Upon hearing those words, Hikari turned his back and stalked from the room. Had she made the situation better or worse? Wang-mu had no way of knowing. She got to her feet and walked dolefully to the door. Peter would be furious with her. With her boldness she might well have ruined everything for them — and not just for them, but for all those who so desperately hoped for them to stop the Lusitania Fleet.

To her surprise, however, Peter was perfectly cheerful once they got outside Hikari’s garden gate. “Well done, however weird your technique was,” said Peter.

“What do you mean? It was a disaster,” she said; but she was eager to believe that somehow he was right and she had done well after all.

“Oh, he’s angry and he’ll never speak to us again, but who cares? We weren’t trying to change his mind ourselves. We were just trying to find out who it is who does have influence over him. And we did.”

“We did?”

“Jane picked up on it at once. When he said he was a man of ‘perfect simplicity.'”

“Does that mean something more than the plain sense of it?”

“Mr. Hikari, my dear, has revealed himself to be a secret disciple of Ua Lava.”

Wang-mu was baffled.

“It’s a religious movement. Or a joke. It’s hard to know which. It’s a Samoan term, with the literal meaning ‘Now enough,’ but which is translated more accurately as, ‘enough already!'”

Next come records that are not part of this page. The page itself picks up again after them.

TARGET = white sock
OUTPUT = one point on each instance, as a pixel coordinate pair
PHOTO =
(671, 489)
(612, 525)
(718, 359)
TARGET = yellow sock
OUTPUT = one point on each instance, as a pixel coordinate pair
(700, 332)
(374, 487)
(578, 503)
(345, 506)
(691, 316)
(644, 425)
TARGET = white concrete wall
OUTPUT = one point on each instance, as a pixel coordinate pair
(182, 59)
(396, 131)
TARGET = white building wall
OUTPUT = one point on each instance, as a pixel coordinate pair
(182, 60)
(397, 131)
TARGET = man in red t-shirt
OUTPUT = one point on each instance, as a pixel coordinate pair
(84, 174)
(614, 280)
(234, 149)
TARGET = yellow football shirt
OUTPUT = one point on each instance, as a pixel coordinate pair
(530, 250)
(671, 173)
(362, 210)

“I’m sure you’re an expert on Samoan.” Wang-mu, for her part, had never heard of the language.

“Jane is,” said Peter testily. “I have her jewel in my ear and you don’t. Don’t you want me to pass along what she tells me?”

“Yes, please,” said Wang-mu.

“It’s a sort of philosophy — cheerful stoicism, one might call it, because when things get bad or when things are good, you say the same thing. But as taught by a particular Samoan writer named Leiloa Lavea, it became more than a mere attitude. She taught –”

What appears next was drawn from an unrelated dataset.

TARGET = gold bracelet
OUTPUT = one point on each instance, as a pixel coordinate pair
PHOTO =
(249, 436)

“She? Hikari is a disciple of a woman?”

“I didn’t say that,” said Peter. “If you listen, I’ll tell you what Jane is telling me.”

He waited. She listened.

“All right, then, what Leiloa Lavea taught was a sort of volunteer communism. It’s not enough just to laugh at good fortune and say, ‘Enough already.’ You have to really mean it — that you have enough. And because you mean it, you take the surplus and you give it away. Similarly, when bad fortune comes, you bear it until it becomes unbearable — your family is hungry, or you can no longer function in your work. And then again you say, ‘Enough already,’ and you change something. You move; you change careers; you let your spouse make all the decisions. Something. You don’t endure the unendurable.”

“What does that have to do with ‘perfect simplicity’?”

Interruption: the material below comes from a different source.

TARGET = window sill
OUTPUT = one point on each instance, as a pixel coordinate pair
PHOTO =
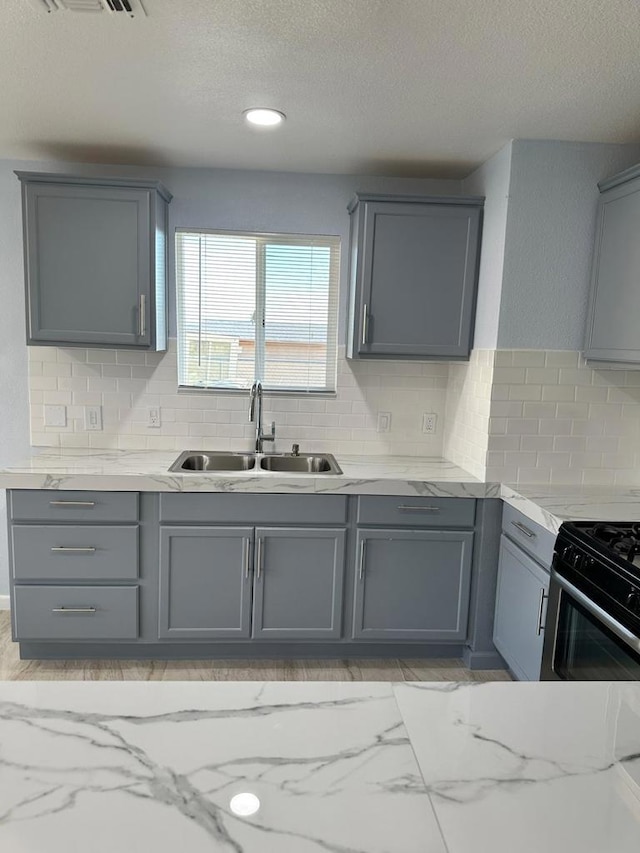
(244, 392)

“Leiloa Lavea taught that when you have achieved balance in your life — surplus good fortune is being fully shared, and all bad fortune has been done away with — what is left is a life of perfect simplicity. That’s what Aimaina Hikari was saying to us. Until we came, his life had been going on in perfect simplicity. But now we have thrown him out of balance. That’s good, because it means he’s going to be struggling to discover how to restore simplicity to its perfection. He’ll be open to influence. Not ours, of course.”

“Leiloa Lavea’s?”

“Hardly. She’s been dead for two thousand years. Ender met her once, by the way. He came to speak a death on her home world of — well, Starways Congress calls it Pacifica, but the Samoan enclave there calls it Lumana’i. ‘The Future.'”

“Not her death, though.”

“A Fijian murderer, actually. A fellow who killed more than a hundred children, all of them Tongan. He didn’t like Tongans, apparently. They held off on his funeral for thirty years so Ender could come and speak his death. They hoped that the Speaker for the Dead would be able to make sense of what he had done.”